Not everyone has the same taste.
I like slightly dirty wines.
So what has happened to French white wines recently?
Things seem lighter, fruitier, cleaner.
I champion the screw cap, but it’s not so much because I want more fruit taste, but because I don’t like spending money on a corked wine.
But corked wine is not what I mean when I say dirty.
What I mean is, in a Chardonnay, when the secondary malo-lactic characters taste closer to an aged Roquefort cheese, rather than Kraft slices.
Good old-fashioned French white burgundy smells like tangy sex, often has a dismissive gesture of fruit, and can be difficult and demanding.
How refreshing: wine that is not f**king refreshing.
French wines, even Italian wines, are becoming fresher and fruitier to compete in the crowded UK market.
Pause…sip ice water…continue.
This afternoon I had a Chardonnay tasting, and even the most opulent French wine could only be described as “Opulent Lite” – especially compared to burgundies I tasted 5 years ago.
Is it the case, as in fragrance, all the dangerous smells are disappearing?

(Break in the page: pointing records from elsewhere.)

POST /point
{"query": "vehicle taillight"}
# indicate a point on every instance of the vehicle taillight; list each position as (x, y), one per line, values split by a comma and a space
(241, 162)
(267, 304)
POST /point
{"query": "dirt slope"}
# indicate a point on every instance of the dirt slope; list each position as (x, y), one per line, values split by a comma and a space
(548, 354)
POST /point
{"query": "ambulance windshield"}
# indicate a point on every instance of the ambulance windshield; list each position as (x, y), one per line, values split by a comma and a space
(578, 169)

Here are my notes for my favourite out of the eight, “clean” yet complex and a true joy to taste over time:
Vincent Girardin Meursault Les Narvaux 2006 £39.99 a bottle, 13.5%
Slight butter and smoke flavours on the nose with voluptuous but ultimately clean citrus flavours. This is not as plush as I’d expect from Meursault, but a smooth and elegant wine that would make excellent company and conversation over a few hours at dinner.